The third use case is fraud (detection). Credit card fraud is a growth industry. Since COVID, digital transactions and e-commerce transactions have exploded. Card issuing banks today are using rules-based software to monitor transactions. These are brittle. Humans have to code them.
We’re using an AI machine learning workflow, and we’re embedding graph maps. We’re embedding transformer features so that you still have the lightning fast execution of machine learning – because you only have a second to 1.5 seconds to approve and authorize a credit card transaction – but we want to improve the intelligence of the model.

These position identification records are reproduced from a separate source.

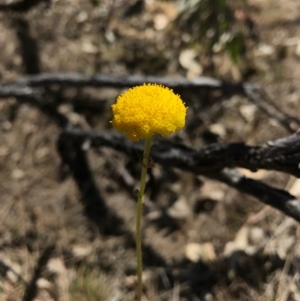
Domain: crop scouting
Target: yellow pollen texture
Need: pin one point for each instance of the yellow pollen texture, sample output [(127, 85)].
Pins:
[(146, 110)]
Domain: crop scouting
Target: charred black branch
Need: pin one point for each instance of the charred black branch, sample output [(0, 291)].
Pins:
[(103, 80), (280, 155), (215, 162), (21, 6)]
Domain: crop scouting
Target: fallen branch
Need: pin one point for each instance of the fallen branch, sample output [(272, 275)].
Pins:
[(215, 162), (103, 80), (253, 92), (21, 6), (280, 155)]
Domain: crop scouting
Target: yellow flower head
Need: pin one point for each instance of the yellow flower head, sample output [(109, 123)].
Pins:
[(146, 110)]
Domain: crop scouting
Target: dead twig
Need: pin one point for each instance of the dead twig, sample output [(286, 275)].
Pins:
[(216, 162)]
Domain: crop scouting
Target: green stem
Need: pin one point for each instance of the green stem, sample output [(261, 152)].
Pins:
[(139, 212)]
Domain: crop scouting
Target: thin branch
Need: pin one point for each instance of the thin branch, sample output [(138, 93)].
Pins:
[(214, 162), (20, 91), (21, 6), (103, 80), (281, 155)]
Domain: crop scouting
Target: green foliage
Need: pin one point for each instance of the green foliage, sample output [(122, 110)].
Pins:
[(214, 24), (90, 285)]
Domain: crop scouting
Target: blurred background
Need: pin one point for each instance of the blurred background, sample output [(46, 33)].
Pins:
[(202, 239)]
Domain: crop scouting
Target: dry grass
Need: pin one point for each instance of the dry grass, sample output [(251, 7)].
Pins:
[(40, 202)]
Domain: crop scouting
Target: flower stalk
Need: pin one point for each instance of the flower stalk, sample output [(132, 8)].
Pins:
[(140, 113), (139, 214)]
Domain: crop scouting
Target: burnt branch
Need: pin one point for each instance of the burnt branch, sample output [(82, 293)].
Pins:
[(21, 6), (280, 155), (253, 92), (20, 91), (103, 80), (216, 162)]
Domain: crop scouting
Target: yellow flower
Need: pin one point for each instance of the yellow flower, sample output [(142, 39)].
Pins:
[(146, 110)]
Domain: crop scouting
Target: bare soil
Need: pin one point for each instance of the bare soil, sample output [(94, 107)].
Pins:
[(202, 240)]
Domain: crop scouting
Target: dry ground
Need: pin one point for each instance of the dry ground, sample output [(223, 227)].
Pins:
[(203, 240)]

Going from a rules-based environment to this model will reduce false positives in the high double-digit percentages, which will help the banks. … We’re going to build a NIM agent Blueprint of this as well. … It’s optimized to run on our platform. So you can see a 5x performance improvement in inference, which is usually about an 80% reduction in cost.
Your CEO saw the demand for AI coming years ago. What best practices do you have to spark innovation at the company?
First, we engage directly with customers. Nobody knows where the friction is or where the problems are better than the people trying to use it every day. For example, when Bloomberg was creating Bloomberg GPT, they were having trouble getting the model … to do the work they wanted it to do.
They called us. We engaged with them and helped them. They were using some of our code and if a company is using our platform, we will engage and help them. We took the training time from 50-plus days down to 14-ish days, but in the process we also we learned that we needed an inference engine. This was two years ago, and so we built an inference engine called TensoRT-LLM, part of our Triton libraries, which is part of Nvidia AI enterprise.
That’s one way we innovate. Another way is we work with every AI builder we can possibly work with. Right now, it’s probably 1,600 companies and growing. We engage with them, we understand their ideas, and we help them and teach them how to use the platform to embed generative AI and use generative AI efficiently in the work they’re doing. We learn a lot in the course of these (collaborations). Then, of course, we have some of the greatest minds on the planet doing research in our R&D labs, and we’re going to spend $8.5 billion dollars this year in R&D alone.